A memorable Doonesbury sequence was "The Mysterious World of Reagan's Brain" in which a reporter is miniaturised and sent inside President Ronald Reagan's head to find out exactly what, if anything, is in there.
This journey is narrated in the terse cadences of an intrepid explorer in a boy's own yarn: "March 25 - Progress up the brain stem is maddeningly slow. Sludge slides block our way at every turn."
Many newspapers dropped the strip, causing one that presumably didn't to comment that "Any voters who might be influenced by something they read on the comic page probably shouldn't be voting".

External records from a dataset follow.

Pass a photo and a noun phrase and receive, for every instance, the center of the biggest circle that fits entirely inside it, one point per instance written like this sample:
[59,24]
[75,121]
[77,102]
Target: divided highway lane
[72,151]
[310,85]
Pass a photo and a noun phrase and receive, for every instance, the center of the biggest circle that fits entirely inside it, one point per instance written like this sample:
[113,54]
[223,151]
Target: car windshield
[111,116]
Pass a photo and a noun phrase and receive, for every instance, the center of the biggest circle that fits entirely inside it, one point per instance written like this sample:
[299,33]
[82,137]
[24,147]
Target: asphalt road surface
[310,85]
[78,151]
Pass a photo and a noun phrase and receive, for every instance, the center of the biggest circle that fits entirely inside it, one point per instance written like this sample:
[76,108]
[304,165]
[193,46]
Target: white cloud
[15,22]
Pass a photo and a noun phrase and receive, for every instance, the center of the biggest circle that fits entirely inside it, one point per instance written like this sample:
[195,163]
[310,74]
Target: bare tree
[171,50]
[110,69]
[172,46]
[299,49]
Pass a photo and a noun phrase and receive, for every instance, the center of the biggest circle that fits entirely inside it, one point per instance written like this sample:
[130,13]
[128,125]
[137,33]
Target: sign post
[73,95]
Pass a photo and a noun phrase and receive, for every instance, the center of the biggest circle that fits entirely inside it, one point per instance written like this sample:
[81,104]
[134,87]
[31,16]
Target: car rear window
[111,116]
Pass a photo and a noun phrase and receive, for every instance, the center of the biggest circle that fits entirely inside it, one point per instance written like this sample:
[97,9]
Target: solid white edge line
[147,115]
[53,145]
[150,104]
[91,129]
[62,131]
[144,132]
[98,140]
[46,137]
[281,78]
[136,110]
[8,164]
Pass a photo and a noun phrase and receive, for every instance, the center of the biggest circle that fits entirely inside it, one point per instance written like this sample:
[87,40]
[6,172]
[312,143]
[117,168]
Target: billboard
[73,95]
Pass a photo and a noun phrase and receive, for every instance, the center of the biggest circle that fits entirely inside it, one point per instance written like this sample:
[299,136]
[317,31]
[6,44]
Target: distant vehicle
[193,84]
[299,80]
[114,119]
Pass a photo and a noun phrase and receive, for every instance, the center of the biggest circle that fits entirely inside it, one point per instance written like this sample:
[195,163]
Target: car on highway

While one can only wonder at the toadying instincts of those editors who took up the censor's pencil on behalf of the most powerful man on Earth, the editorialist got it wrong.
Trudeau was making exactly the same point as any number of political commentators - that the leader of the free world was, to a remarkable degree, untroubled by intellectual curiosity - but because he did it by taking the piss rather than with earnest long-windedness, there was greater likelihood of readers getting the point.
Which brings us to Popetown, the cartoon show that made it debut on C4 this week. Even before it reached our screens, the Catholic Church's apparatus had moved into sledgehammer-to-crack-a-nut mode.
As is often the case, the attack was two-pronged: various spokespeople accused the show of being disrespectful and offensive to Catholics. They then donned their critic's hats to add that, by the way, it's also childishly unfunny.
As Mandy Rice-Davies said of those eminent citizens who accused her of lying about their involvement in the Profumo scandal: "Well, they would say that, wouldn't they?"
Having sat through the first episode, all that needs to be said of Popetown is that the new Pope needn't let it deflect him from his mission to turn the clock back. Compared to the damage done by a single predatory priest, Popetown amounts to the merest pinprick in Catholicism's large and leathery backside.
And a word of advice for any Christian soldiers inclined to keep up the attack: the more fuss you make, the bigger the audience.
* Paul Thomas is a Wellington writer.